Choose your deferred period carefully: How long can you survive without income? Factor in savings and any support from family. Longer waits mean lower premiums.
Ensure 'own occupation' cover: This pays out if you can't do YOUR specific job, not just any job. Essential for skilled trades and professionals.
Check for proportionate benefit: Allows you to return part-time and still receive partial payments. Crucial for sole traders gradually rebuilding their business.
Consider business overhead cover: Some policies can cover ongoing business expenses (rent, utilities, insurance) even if you can't work.
Look for rehabilitation support: Many policies include occupational therapy, retraining, or workplace modifications to help you return to work sooner.
Use a whole-of-market broker like LifePro to compare policies specifically designed for sole traders and self-employed professionals.

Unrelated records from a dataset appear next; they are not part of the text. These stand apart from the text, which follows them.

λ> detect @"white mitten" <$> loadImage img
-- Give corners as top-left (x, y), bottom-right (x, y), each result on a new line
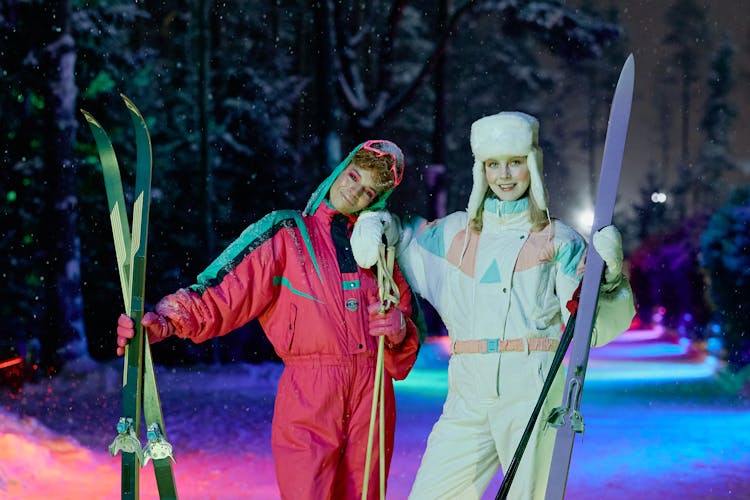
top-left (593, 225), bottom-right (623, 283)
top-left (351, 210), bottom-right (398, 268)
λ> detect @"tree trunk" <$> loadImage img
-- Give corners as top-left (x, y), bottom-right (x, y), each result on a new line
top-left (314, 0), bottom-right (342, 168)
top-left (39, 0), bottom-right (88, 371)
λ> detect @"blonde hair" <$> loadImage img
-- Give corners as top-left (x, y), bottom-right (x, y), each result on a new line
top-left (352, 148), bottom-right (395, 191)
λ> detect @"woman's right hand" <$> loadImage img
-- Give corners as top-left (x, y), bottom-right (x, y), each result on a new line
top-left (117, 312), bottom-right (175, 356)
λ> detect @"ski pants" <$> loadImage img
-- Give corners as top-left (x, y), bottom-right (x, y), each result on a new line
top-left (409, 353), bottom-right (564, 500)
top-left (271, 355), bottom-right (396, 500)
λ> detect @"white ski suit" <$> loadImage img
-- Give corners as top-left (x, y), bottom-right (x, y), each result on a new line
top-left (399, 198), bottom-right (635, 500)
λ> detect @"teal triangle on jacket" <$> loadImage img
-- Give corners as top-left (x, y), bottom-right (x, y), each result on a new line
top-left (479, 260), bottom-right (500, 283)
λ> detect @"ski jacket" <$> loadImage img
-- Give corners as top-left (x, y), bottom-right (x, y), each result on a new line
top-left (162, 201), bottom-right (418, 380)
top-left (398, 198), bottom-right (635, 397)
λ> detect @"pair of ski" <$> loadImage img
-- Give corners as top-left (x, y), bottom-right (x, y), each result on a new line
top-left (81, 95), bottom-right (177, 499)
top-left (495, 54), bottom-right (635, 500)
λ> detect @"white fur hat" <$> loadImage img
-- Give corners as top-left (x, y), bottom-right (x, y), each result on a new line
top-left (467, 111), bottom-right (547, 218)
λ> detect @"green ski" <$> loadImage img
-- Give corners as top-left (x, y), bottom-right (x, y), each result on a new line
top-left (81, 94), bottom-right (177, 499)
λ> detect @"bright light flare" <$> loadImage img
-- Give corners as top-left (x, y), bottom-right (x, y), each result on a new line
top-left (651, 191), bottom-right (667, 203)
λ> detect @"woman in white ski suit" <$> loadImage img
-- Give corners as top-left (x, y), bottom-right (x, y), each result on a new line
top-left (353, 112), bottom-right (635, 500)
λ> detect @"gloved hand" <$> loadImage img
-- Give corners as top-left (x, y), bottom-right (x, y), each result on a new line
top-left (117, 312), bottom-right (175, 356)
top-left (593, 225), bottom-right (623, 283)
top-left (367, 302), bottom-right (406, 347)
top-left (350, 210), bottom-right (398, 269)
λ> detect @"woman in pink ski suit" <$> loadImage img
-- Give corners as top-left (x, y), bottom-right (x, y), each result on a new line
top-left (118, 140), bottom-right (419, 500)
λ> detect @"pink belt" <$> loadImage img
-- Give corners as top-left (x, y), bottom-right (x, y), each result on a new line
top-left (451, 337), bottom-right (560, 354)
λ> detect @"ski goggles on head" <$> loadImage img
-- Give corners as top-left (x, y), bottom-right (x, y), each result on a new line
top-left (362, 139), bottom-right (404, 187)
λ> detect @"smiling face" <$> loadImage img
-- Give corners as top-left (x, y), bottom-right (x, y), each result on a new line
top-left (328, 165), bottom-right (380, 214)
top-left (484, 156), bottom-right (531, 201)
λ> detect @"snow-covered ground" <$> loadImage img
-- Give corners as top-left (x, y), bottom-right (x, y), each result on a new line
top-left (0, 331), bottom-right (750, 500)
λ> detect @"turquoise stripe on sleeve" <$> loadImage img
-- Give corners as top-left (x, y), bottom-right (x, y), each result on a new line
top-left (417, 219), bottom-right (445, 257)
top-left (273, 276), bottom-right (322, 303)
top-left (555, 239), bottom-right (586, 278)
top-left (341, 280), bottom-right (359, 290)
top-left (190, 210), bottom-right (323, 293)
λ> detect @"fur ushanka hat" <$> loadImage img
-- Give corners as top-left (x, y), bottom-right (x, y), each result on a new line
top-left (467, 111), bottom-right (547, 219)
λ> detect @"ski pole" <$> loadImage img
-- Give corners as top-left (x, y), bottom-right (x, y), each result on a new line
top-left (495, 284), bottom-right (581, 500)
top-left (362, 243), bottom-right (399, 500)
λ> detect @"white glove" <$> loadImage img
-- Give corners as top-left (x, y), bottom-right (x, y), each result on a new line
top-left (593, 225), bottom-right (622, 283)
top-left (350, 210), bottom-right (398, 268)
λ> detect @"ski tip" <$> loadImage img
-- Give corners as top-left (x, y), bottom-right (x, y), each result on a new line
top-left (622, 52), bottom-right (635, 73)
top-left (81, 109), bottom-right (101, 128)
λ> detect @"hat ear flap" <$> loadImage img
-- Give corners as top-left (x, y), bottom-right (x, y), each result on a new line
top-left (466, 160), bottom-right (489, 219)
top-left (526, 147), bottom-right (547, 210)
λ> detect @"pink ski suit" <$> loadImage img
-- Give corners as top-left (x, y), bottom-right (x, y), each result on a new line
top-left (156, 150), bottom-right (419, 500)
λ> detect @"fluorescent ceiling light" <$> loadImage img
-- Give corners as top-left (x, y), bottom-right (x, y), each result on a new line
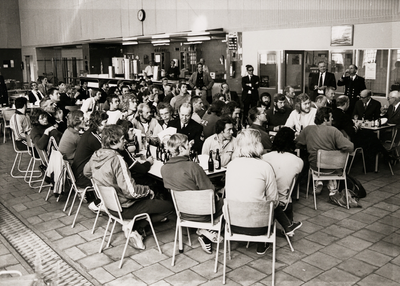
top-left (122, 41), bottom-right (139, 46)
top-left (151, 39), bottom-right (171, 44)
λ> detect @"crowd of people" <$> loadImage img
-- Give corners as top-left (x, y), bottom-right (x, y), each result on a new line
top-left (7, 62), bottom-right (400, 254)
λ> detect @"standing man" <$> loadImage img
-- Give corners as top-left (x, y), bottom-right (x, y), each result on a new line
top-left (168, 103), bottom-right (204, 154)
top-left (242, 65), bottom-right (260, 121)
top-left (189, 63), bottom-right (214, 105)
top-left (309, 61), bottom-right (336, 101)
top-left (338, 65), bottom-right (367, 114)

Getting quotes from multiple insurers can save you hundreds of pounds per year while ensuring you get the right cover for your circumstances.
Frequently Asked Questions
Can sole traders get income protection?
Yes, income protection is available for sole traders and is actually more important than for employees. Since you have no employer sick pay, income protection is your only safety net if illness or injury stops you working. You'll need to provide proof of earnings (usually 2-3 years of accounts or tax returns) and premiums are based on your average income.
How do sole traders prove income for insurance?
Insurers typically require 2-3 years of business accounts or SA302 tax returns (your official HMRC tax calculation). They'll calculate your average earnings over this period. If you've only been trading for 1-2 years, some insurers may accept shorter trading history, but options will be more limited. Keep accurate records and file your self-assessment returns on time to make applications easier.
What is 'own occupation' cover for sole traders?
Own occupation cover pays out if you can't perform your specific job or trade, even if you could do a different type of work. For example, if you're a plumber with a back injury preventing heavy lifting, you'd be covered even though you might be able to do office work. This is the best type of cover for sole traders as it protects your actual livelihood, not just your ability to work in general.
Can I get income protection as a new sole trader?
It's difficult but not impossible. Most insurers want to see 2-3 years of trading history to assess your average income. However, some specialist providers offer cover for newer businesses. You might need to accept lower coverage limits initially, with options to increase cover as your business grows. If you've recently become self-employed after being employed, mention your previous income as some insurers consider this.
What's the best deferred period for sole traders?
The deferred period is how long you wait before payments begin. Longer periods mean lower premiums. Consider your savings and ask: How long could I survive without income? Most sole traders choose 13 weeks (3 months) as a balance between affordability and protection. If you have 6+ months of savings, choosing 26 or 52 weeks can significantly reduce costs. Remember, you need to be unable to work for the entire deferred period before payments start.
Does income protection cover business expenses?
Standard income protection covers your personal income only, not business expenses. However, some insurers offer 'business overhead' cover as an addition, which can pay for ongoing business costs like rent, utilities, insurance, and loan repayments while you can't work. This is particularly valuable for sole traders who need to keep their business operational during recovery. Ask about this option when comparing quotes.